Another suggested policy change — this as a solution to parents’ reluctance to have their children vaccinated — is a no-fault system of vaccine compensation. (S167-S174) Again, while credit is due for the rare suggestion that does not further burden the practicing physician, this is another bad idea.
The authors observe that “the need to establish a causal link between the vaccine and the harm suffered still limits eligibility” for compensation and propose “no-fault compensation in those rare instances when serious injury occurs” (S170) although this suggestion is truncated later in the article to “a no-fault compensation if a child should suffer a vaccine-related injury” (S171).
This proposal is curious, to say the least. First, in the U.S., there is already a no-fault administrative system for certain vaccines if the claimed side effect is one recognized by a statutory index and occurs within a specified time frame. If the criteria for one of these “table claims,” as they are called, is met, there is a statutory presumption of eligibility for compensation. If the claimed injury is “off table,” there is no presumption of causation and the claimant must satisfy a preponderance of the evidence standard to recover. However, instead of having to resort to the courts under traditional tort principles, cases are heard before Special Masters, with relaxed rules of evidence, assured payment to plaintiffs’ attorneys, and other plaintiff-friendly provisions.1
In any event, an exclusively no-fault system is simply inappropriate for putative vaccine-injury claims because of the speculative connection between vaccination and injury in many cases. The traditional tort system is meant to place financial responsibility for injury on the party who caused the injury instead of the injured party. No-fault systems are designed to eliminate the requirement that the injured party prove causation where there is an identifiable event in which the injury occurred — a car crash or an industrial accident, for example. In the no-fault vaccine injury system, the “table claims” are based on scientific evidence of a plausible connection between the vaccination and the injury, and thus fit a no-fault scheme.
In no-fault systems, certainty of recovery for the injured replaces the uncertainty of the fault-based tort recovery system. As a trade-off, insurers and their insureds benefit from the cost savings introduced when fault-based litigation is reduced or eliminated. In addition, costs are spread among all drivers, in the case of no-fault auto insurance, or, in the case of workers’ comp, all employers, thereby reducing the individual cost to any one driver or employer.
The authors want to extend this no-fault system to all vaccine claims. Presumably, any illness occurring at any time after any vaccination would subject the vaccine manufacturer to liability under the authors’ proposed no-fault scheme. The very reason the vaccine manufacturers themselves pushed for a statutory solution to the traditional tort system for adjudicating claims was that, in exchange for considerable concessions, an element of predictability would be introduced to the number of potential claims and the amount of liability. A no-fault system would reintroduce a huge element of unpredictability — chaos wouldn’t be too strong a term — into the vaccine injury compensation system, as there would be no way to predict the number of claims or the extent of injuries for which manufacturers could be held responsible. We would be back to where we started when the Vaccine Act was adopted in 1986, with only a handful of manufacturers producing vaccines, and those threatening to cease production.
Discussion ≠ Recommendation
As we’ve seen, the authors go to great lengths to accommodate CAM by creating a lot of extra work for the physician. At the same time, they avoid even suggesting any reasonable limitations on CAM practices and products or, for the most part, suggesting that CAM providers and sellers of CAM products themselves do anything to avoid the injuries they cause. We have also seen that they arrive at this solution, not by thoroughly discussing and then rejecting any limitations on CAM, but simply by avoiding discussion of such possibilities altogether.
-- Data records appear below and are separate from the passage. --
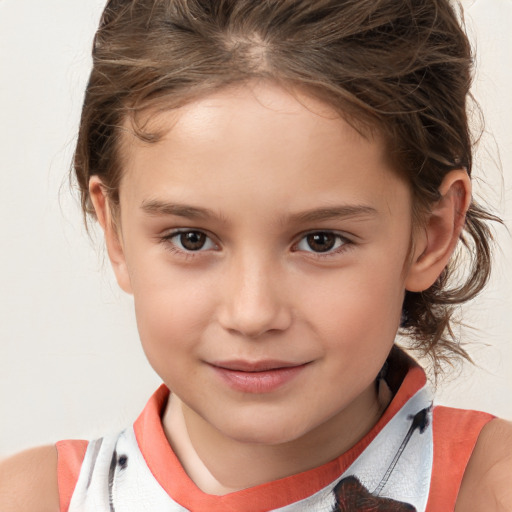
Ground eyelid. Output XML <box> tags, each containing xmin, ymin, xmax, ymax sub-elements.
<box><xmin>292</xmin><ymin>229</ymin><xmax>354</xmax><ymax>258</ymax></box>
<box><xmin>159</xmin><ymin>228</ymin><xmax>219</xmax><ymax>257</ymax></box>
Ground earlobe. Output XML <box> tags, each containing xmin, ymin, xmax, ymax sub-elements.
<box><xmin>89</xmin><ymin>176</ymin><xmax>132</xmax><ymax>293</ymax></box>
<box><xmin>405</xmin><ymin>169</ymin><xmax>471</xmax><ymax>292</ymax></box>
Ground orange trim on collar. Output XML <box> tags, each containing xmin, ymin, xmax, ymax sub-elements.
<box><xmin>134</xmin><ymin>359</ymin><xmax>426</xmax><ymax>512</ymax></box>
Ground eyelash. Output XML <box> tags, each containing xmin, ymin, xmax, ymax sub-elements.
<box><xmin>160</xmin><ymin>229</ymin><xmax>354</xmax><ymax>259</ymax></box>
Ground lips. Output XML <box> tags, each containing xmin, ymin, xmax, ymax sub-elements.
<box><xmin>211</xmin><ymin>360</ymin><xmax>309</xmax><ymax>393</ymax></box>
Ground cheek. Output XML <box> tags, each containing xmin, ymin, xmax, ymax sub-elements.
<box><xmin>128</xmin><ymin>258</ymin><xmax>215</xmax><ymax>352</ymax></box>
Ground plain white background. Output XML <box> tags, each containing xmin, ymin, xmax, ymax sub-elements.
<box><xmin>0</xmin><ymin>0</ymin><xmax>512</xmax><ymax>457</ymax></box>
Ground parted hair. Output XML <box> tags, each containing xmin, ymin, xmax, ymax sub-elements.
<box><xmin>74</xmin><ymin>0</ymin><xmax>499</xmax><ymax>370</ymax></box>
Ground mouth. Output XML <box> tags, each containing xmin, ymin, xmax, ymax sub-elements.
<box><xmin>211</xmin><ymin>359</ymin><xmax>308</xmax><ymax>373</ymax></box>
<box><xmin>210</xmin><ymin>360</ymin><xmax>310</xmax><ymax>394</ymax></box>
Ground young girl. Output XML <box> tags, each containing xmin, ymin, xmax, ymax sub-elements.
<box><xmin>0</xmin><ymin>0</ymin><xmax>512</xmax><ymax>512</ymax></box>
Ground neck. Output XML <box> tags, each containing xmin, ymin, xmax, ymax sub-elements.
<box><xmin>163</xmin><ymin>381</ymin><xmax>391</xmax><ymax>495</ymax></box>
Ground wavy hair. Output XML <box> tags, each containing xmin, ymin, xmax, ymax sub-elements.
<box><xmin>74</xmin><ymin>0</ymin><xmax>499</xmax><ymax>369</ymax></box>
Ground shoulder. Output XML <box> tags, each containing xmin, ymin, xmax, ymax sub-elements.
<box><xmin>0</xmin><ymin>446</ymin><xmax>60</xmax><ymax>512</ymax></box>
<box><xmin>456</xmin><ymin>419</ymin><xmax>512</xmax><ymax>512</ymax></box>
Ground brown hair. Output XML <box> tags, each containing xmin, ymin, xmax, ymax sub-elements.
<box><xmin>74</xmin><ymin>0</ymin><xmax>499</xmax><ymax>366</ymax></box>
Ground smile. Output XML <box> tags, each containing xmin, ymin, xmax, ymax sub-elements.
<box><xmin>210</xmin><ymin>361</ymin><xmax>309</xmax><ymax>394</ymax></box>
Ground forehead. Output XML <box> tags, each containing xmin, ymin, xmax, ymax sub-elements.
<box><xmin>121</xmin><ymin>83</ymin><xmax>410</xmax><ymax>218</ymax></box>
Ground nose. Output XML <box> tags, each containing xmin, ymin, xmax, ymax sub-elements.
<box><xmin>219</xmin><ymin>251</ymin><xmax>292</xmax><ymax>338</ymax></box>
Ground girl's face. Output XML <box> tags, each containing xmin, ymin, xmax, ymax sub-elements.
<box><xmin>106</xmin><ymin>83</ymin><xmax>418</xmax><ymax>444</ymax></box>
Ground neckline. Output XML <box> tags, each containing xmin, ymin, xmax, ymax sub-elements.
<box><xmin>134</xmin><ymin>351</ymin><xmax>426</xmax><ymax>512</ymax></box>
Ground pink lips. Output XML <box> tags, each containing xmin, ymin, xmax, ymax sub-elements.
<box><xmin>211</xmin><ymin>360</ymin><xmax>308</xmax><ymax>393</ymax></box>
But let’s give the authors one last chance: do they deserve credit at least for coming up with solutions that are compelled by their analysis of legal and ethical principles, even if their solutions avoid directly addressing the deficiencies of CAM? In other words, do they at least get some credit for effectively arguing for their conclusions? Again, no.
This is not to say that they don’t do a serviceable job of covering the basics in some of the articles. They do. There are decent discussions of the basic law of negligence, court intervention when parents refuse effective treatments for their sick children, malpractice, informed consent, hospital credentialing, the decisional capacity of children, and other subjects of interest to the practicing physician. The problem is, however, that their explication of these basics does not, in my view, compel the results they suggest.
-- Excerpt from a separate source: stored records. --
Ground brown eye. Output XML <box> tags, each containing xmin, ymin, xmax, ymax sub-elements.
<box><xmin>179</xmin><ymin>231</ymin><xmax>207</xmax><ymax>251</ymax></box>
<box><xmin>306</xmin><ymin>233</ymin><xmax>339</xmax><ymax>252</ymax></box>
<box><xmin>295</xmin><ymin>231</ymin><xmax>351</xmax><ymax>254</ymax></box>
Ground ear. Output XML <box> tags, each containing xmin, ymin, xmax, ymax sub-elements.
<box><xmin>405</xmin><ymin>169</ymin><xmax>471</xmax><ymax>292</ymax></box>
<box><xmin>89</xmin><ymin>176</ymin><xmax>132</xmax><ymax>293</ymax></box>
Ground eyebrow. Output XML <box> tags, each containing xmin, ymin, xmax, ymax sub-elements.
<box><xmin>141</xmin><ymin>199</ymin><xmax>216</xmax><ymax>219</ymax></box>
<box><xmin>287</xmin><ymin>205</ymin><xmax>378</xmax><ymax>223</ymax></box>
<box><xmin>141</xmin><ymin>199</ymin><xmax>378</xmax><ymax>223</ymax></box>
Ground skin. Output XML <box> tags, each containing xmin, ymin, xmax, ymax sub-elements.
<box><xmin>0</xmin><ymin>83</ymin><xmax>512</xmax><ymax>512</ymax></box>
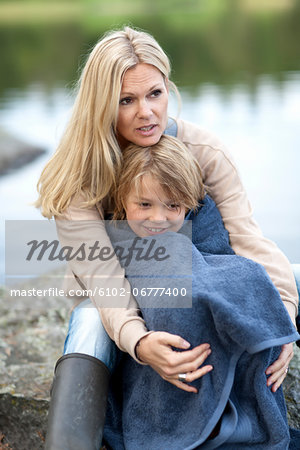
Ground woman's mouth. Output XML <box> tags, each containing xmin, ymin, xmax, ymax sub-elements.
<box><xmin>136</xmin><ymin>124</ymin><xmax>158</xmax><ymax>136</ymax></box>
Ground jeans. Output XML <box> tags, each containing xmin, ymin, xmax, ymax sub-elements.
<box><xmin>64</xmin><ymin>299</ymin><xmax>118</xmax><ymax>372</ymax></box>
<box><xmin>64</xmin><ymin>264</ymin><xmax>300</xmax><ymax>372</ymax></box>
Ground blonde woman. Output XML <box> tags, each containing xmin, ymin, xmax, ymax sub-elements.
<box><xmin>37</xmin><ymin>27</ymin><xmax>298</xmax><ymax>449</ymax></box>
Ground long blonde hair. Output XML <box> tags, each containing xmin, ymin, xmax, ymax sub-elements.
<box><xmin>35</xmin><ymin>27</ymin><xmax>178</xmax><ymax>218</ymax></box>
<box><xmin>113</xmin><ymin>136</ymin><xmax>205</xmax><ymax>220</ymax></box>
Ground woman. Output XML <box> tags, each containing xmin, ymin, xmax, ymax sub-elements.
<box><xmin>37</xmin><ymin>27</ymin><xmax>298</xmax><ymax>449</ymax></box>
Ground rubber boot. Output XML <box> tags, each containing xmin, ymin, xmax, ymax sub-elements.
<box><xmin>45</xmin><ymin>353</ymin><xmax>110</xmax><ymax>450</ymax></box>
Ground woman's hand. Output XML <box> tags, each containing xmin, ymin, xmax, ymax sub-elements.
<box><xmin>136</xmin><ymin>331</ymin><xmax>213</xmax><ymax>393</ymax></box>
<box><xmin>266</xmin><ymin>343</ymin><xmax>294</xmax><ymax>392</ymax></box>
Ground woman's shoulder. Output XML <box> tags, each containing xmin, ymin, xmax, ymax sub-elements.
<box><xmin>177</xmin><ymin>119</ymin><xmax>237</xmax><ymax>169</ymax></box>
<box><xmin>176</xmin><ymin>119</ymin><xmax>225</xmax><ymax>150</ymax></box>
<box><xmin>59</xmin><ymin>192</ymin><xmax>103</xmax><ymax>220</ymax></box>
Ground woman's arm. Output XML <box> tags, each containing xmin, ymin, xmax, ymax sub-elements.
<box><xmin>56</xmin><ymin>192</ymin><xmax>149</xmax><ymax>359</ymax></box>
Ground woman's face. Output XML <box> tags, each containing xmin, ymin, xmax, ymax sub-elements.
<box><xmin>117</xmin><ymin>64</ymin><xmax>169</xmax><ymax>148</ymax></box>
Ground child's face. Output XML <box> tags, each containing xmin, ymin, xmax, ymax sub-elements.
<box><xmin>125</xmin><ymin>175</ymin><xmax>185</xmax><ymax>237</ymax></box>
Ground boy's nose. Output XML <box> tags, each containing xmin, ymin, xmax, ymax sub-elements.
<box><xmin>149</xmin><ymin>208</ymin><xmax>167</xmax><ymax>224</ymax></box>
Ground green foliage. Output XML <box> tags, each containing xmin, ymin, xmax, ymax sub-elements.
<box><xmin>0</xmin><ymin>0</ymin><xmax>300</xmax><ymax>94</ymax></box>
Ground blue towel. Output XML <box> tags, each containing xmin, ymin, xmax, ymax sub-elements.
<box><xmin>104</xmin><ymin>196</ymin><xmax>299</xmax><ymax>450</ymax></box>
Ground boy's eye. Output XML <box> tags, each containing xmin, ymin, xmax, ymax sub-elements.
<box><xmin>120</xmin><ymin>97</ymin><xmax>132</xmax><ymax>105</ymax></box>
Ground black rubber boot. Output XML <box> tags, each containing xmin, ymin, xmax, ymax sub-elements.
<box><xmin>45</xmin><ymin>353</ymin><xmax>110</xmax><ymax>450</ymax></box>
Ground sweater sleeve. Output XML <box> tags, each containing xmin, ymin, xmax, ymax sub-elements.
<box><xmin>178</xmin><ymin>121</ymin><xmax>298</xmax><ymax>324</ymax></box>
<box><xmin>56</xmin><ymin>196</ymin><xmax>148</xmax><ymax>362</ymax></box>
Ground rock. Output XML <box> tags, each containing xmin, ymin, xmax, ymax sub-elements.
<box><xmin>0</xmin><ymin>277</ymin><xmax>300</xmax><ymax>450</ymax></box>
<box><xmin>0</xmin><ymin>129</ymin><xmax>45</xmax><ymax>175</ymax></box>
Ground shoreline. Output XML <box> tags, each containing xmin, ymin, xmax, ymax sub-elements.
<box><xmin>0</xmin><ymin>128</ymin><xmax>46</xmax><ymax>176</ymax></box>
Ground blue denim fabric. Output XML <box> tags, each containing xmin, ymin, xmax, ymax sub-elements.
<box><xmin>64</xmin><ymin>299</ymin><xmax>118</xmax><ymax>372</ymax></box>
<box><xmin>292</xmin><ymin>264</ymin><xmax>300</xmax><ymax>296</ymax></box>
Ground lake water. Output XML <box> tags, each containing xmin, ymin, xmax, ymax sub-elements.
<box><xmin>0</xmin><ymin>72</ymin><xmax>300</xmax><ymax>282</ymax></box>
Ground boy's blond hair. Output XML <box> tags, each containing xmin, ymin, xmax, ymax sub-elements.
<box><xmin>113</xmin><ymin>136</ymin><xmax>205</xmax><ymax>220</ymax></box>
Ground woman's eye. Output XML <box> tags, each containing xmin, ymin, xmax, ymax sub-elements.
<box><xmin>151</xmin><ymin>89</ymin><xmax>161</xmax><ymax>97</ymax></box>
<box><xmin>120</xmin><ymin>97</ymin><xmax>132</xmax><ymax>105</ymax></box>
<box><xmin>168</xmin><ymin>203</ymin><xmax>180</xmax><ymax>210</ymax></box>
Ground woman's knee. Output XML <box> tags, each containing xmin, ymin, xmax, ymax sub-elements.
<box><xmin>64</xmin><ymin>299</ymin><xmax>118</xmax><ymax>371</ymax></box>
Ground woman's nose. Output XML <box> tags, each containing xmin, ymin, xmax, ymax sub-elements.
<box><xmin>138</xmin><ymin>100</ymin><xmax>152</xmax><ymax>119</ymax></box>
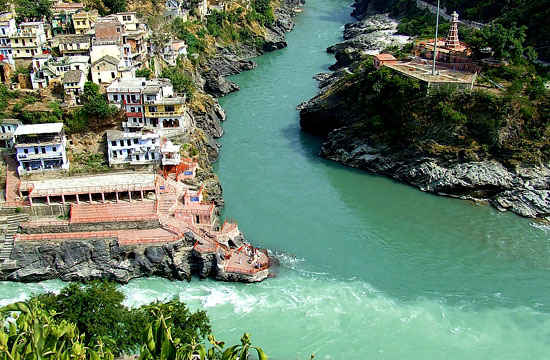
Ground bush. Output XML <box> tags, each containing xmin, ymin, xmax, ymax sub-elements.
<box><xmin>35</xmin><ymin>281</ymin><xmax>211</xmax><ymax>355</ymax></box>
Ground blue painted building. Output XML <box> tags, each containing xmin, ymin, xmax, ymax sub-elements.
<box><xmin>14</xmin><ymin>123</ymin><xmax>69</xmax><ymax>175</ymax></box>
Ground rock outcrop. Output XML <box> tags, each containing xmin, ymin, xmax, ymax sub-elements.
<box><xmin>0</xmin><ymin>233</ymin><xmax>267</xmax><ymax>283</ymax></box>
<box><xmin>298</xmin><ymin>0</ymin><xmax>550</xmax><ymax>220</ymax></box>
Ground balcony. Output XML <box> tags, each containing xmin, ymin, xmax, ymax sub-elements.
<box><xmin>122</xmin><ymin>121</ymin><xmax>145</xmax><ymax>128</ymax></box>
<box><xmin>145</xmin><ymin>108</ymin><xmax>183</xmax><ymax>118</ymax></box>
For example, in discussing Chris, the teen who wants to forgo surgery for ulcerative colitis and see a homeopath, the authors review the law on decisional capacity of patients. (S163-S164) But nothing in that discussion requires the conclusion that the physician go to the trouble of researching the efficacy of homeopathy. Yet that is what the authors have the physician doing. (Helpfully, the authors tell us that “[t]here are few data regarding the use of homeopathy for irritable bowel disease to gauge potential efficacy.”(S164.))
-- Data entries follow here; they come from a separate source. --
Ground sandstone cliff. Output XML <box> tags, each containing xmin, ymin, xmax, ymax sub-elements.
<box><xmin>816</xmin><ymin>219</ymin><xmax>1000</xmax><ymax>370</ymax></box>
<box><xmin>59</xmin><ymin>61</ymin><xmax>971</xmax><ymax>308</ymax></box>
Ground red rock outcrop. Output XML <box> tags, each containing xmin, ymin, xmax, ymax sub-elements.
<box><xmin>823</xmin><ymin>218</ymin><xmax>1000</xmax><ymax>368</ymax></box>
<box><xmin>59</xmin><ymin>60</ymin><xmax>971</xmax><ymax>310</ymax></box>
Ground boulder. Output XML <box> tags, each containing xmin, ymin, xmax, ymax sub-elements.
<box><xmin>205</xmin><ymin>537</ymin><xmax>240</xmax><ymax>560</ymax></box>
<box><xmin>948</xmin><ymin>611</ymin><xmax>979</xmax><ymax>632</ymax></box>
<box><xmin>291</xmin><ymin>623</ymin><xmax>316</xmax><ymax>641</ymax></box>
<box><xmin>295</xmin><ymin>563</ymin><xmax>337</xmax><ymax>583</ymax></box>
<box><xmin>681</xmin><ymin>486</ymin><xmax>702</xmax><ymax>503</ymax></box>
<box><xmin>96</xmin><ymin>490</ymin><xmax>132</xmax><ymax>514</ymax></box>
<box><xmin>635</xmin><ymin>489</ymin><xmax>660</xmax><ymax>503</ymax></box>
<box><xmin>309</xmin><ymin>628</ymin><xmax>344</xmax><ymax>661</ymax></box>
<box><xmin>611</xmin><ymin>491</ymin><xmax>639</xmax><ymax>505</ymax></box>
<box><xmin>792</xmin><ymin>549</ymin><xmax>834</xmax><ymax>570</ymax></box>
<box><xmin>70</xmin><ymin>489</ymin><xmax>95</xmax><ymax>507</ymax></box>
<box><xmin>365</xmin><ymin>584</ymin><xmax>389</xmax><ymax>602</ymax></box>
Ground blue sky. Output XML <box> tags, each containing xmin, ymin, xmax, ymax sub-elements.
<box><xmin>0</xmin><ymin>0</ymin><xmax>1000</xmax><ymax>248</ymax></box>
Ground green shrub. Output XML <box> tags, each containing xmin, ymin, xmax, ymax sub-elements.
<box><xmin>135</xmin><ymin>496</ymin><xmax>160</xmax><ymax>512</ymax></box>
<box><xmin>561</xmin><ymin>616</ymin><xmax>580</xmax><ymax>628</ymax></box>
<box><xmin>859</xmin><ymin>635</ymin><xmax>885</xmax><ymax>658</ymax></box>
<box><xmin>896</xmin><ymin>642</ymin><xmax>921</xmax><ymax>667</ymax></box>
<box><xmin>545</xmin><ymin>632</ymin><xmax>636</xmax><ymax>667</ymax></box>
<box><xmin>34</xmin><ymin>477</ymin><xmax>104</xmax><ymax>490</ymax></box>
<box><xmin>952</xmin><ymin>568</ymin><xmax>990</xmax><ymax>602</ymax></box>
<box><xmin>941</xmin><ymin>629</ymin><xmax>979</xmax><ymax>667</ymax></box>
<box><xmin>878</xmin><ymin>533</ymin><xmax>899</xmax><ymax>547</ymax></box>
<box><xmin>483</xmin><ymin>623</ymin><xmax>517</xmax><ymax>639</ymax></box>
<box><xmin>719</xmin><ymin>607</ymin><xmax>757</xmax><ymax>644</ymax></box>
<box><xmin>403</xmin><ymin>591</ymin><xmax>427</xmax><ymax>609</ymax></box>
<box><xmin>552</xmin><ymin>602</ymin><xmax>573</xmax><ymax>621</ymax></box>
Likewise, there is a discussion of hospital credentialing in another article (S194-S196), which leads to this suggestion:
It would be prudent for hospitals and health facilities to consider adopting a formal protocol and/or formal processes to establish what CAM therapies and products to allow or make available on-site, which kinds of CAM practitioners can provide them, under what conditions they may be provided, and how they will function and interact with patients, other health care providers, and the institution. (S196).
And exactly why would this be “prudent?” What in their discussion of credentialing leads to the notion that allowing CAM in the hospital is “prudent?” Nothing.
In one instance, the authors try to manipulate the law into compelling the physician to advise patients about an acupuncture treatment for chemotherapy induced nausea and vomiting (CINV) as part of the informed consent process. (S189-S191) In a review of the law of informed consent, they find no precedent for requiring such a disclosure, yet somehow come to the conclusion that evidence for acupuncture for CINV is “likely sufficient to make its disclosure material to patients’/parents’ decision.” (S191) This conclusion is based on the authors’ overconfident view of the evidence, a deficiency discussed by and Drs. and Crislip.
Like their evaluation of the evidence, their discussion of the law of informed consent is superficial at best and fails to take into account its complexity or its variations among jurisdictions.2 In fact, the only cases and treatises cited by the authors for their sweeping generalization are Canadian, which would have no applicability in the U.S. In my opinion, it is irresponsible to suggest to the physician-reader that he may be subject to a malpractice action for not discussing acupuncture as an alternative to drug treatments for CINV based on such a facile discussion of the medical evidence and legal precedent.
This Pediatrics supplement presents CAM for the most part as ineffective and sometimes dangerous. But instead of arguing for reasonable limitations on, or elimination of, CAM products and services, the main message is that physicians must accommodate CAM in their practices, even to the point of referring patients to CAM practitioners. This is the wrong solution to CAM.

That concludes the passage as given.